Dalil yang Memperbolehkan
Prof. Dr. Wahbah Az-Zuhaili, seorang cendekiawan asal Suriah dalam kitab Al-Fiqh al-Islamiy wa Adillatuhu berpendapat yang artinya:
“Masalah kopi dan rokok; penyusun kitab Al-'Ubab dari madzhab Asy-Syafi'i ditanya mengenai kopi, lalu ia menjawab: [Kopi itu sarana] hukum, setiap sarana itu sesuai dengan tujuannya. Jika sarana itu dimaksudkan untuk ibadah maka menjadi ibadah, untuk yang mubah maka menjadi mubah, untuk yang makruh maka menjadi makruh, atau haram maka menjadi haram. Hal ini dikuatkan oleh sebagian ulama' dari mazhab Hanbali terkait penetapan tingkatan hukum ini. Syaikh Mar'i ibn Yusuf dari madzhab Hanbali, penyusun kitab Ghayah al-Muntaha mengatakan: Jawaban tersebut mengarah pada rokok dan kopi itu hukumnya mubah, tetapi bagi orang yang santun lebih utama meninggalkan keduanya.”
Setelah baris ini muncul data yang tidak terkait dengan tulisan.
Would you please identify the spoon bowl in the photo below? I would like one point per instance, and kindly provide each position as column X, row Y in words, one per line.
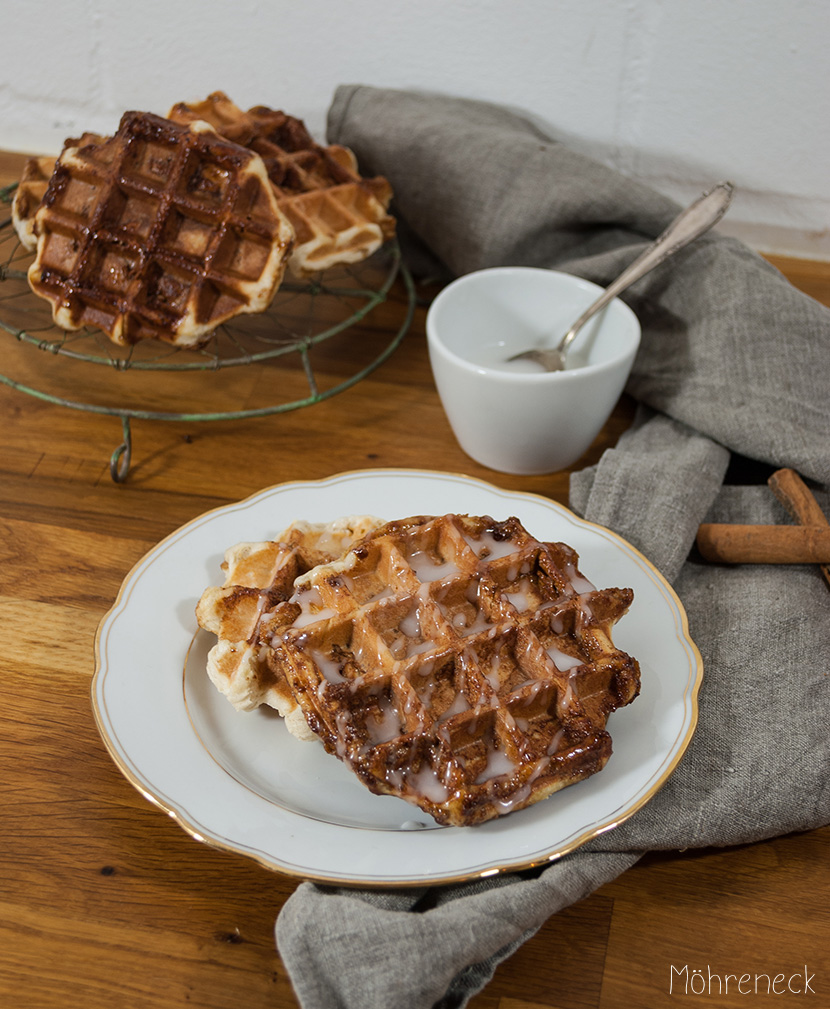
column 690, row 224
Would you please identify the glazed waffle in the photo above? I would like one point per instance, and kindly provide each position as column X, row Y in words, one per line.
column 458, row 663
column 338, row 216
column 30, row 190
column 257, row 577
column 161, row 231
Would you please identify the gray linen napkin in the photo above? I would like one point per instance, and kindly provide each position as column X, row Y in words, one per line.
column 480, row 186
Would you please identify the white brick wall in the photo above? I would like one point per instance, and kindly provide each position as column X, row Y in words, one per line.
column 681, row 93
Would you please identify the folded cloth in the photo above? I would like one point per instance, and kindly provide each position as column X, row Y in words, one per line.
column 733, row 360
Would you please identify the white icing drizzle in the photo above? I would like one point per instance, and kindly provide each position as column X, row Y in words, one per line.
column 487, row 547
column 498, row 764
column 429, row 568
column 562, row 660
column 311, row 605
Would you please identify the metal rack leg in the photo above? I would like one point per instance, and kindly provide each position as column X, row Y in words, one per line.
column 120, row 459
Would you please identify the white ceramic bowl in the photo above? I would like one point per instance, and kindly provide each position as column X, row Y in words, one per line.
column 515, row 418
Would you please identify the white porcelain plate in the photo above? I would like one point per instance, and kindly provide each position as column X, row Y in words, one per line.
column 240, row 781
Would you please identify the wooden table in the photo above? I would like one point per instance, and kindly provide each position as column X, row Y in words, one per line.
column 106, row 902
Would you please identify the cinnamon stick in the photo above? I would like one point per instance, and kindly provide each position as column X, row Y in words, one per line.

Segala sesuatu pada asalnya adalah mubah atau halal kecuali ada dalil yang mengharamkannya.
Di sisi lain, dalil keharaman juga dapat ditetapkan apabila nampak adanya bahaya dari suatu perkara.
Tembakau yang digunakan untuk rokok tidak dikenal di masa Nabi, sehingga tidak bisa diterangkan tentang halal dan haramnya.
Tiga pendapat tentang rokok di atas berlaku secara kondisional dan universal, artinya tergantung kondisi dan jenis bahaya yang ditimbulkan.
Syekh 'Abdur Rahman ibn Muhammad ibn Husain ibn 'Umar Ba'alawi, seorang ulama asal Yaman dalam kitab Bughyatul Mustarsyidin merangkum tiga hukum merokok secara universal sebagai berikut:
"Tidak ada hadits mengenai tembakau dan tidak ada atsar (ucapan dan tindakan) dari seorang pun di antara para sahabat Nabi SAW. … Jelasnya, jika terdapat unsur-unsur yang membawa mudarat bagi seseorang pada akal atau badannya, maka hukumnya adalah haram sebagaimana madu itu haram bagi orang yang sedang sakit demam, dan lumpur itu haram bila membawa mudarat bagi seseorang. Namun kadangkala terdapat unsur-unsur yang mubah tetapi berubah menjadi sunnah sebagaimana bila sesuatu yang mubah itu dimaksudkan untuk pengobatan berdasarkan keterangan terpercaya atau pengalaman dirinya bahwa sesuatu itu dapat menjadi obat untuk penyakit yang diderita sebagaimana berobat dengan benda najis selain khamr. Sekiranya terbebas dari unsur-unsur haram dan mubah, maka hukumnya makruh karena bila terdapat unsur-unsur yang bertolak belakang dengan unsur-unsur haram itu dapat dipahami makruh hukumnya."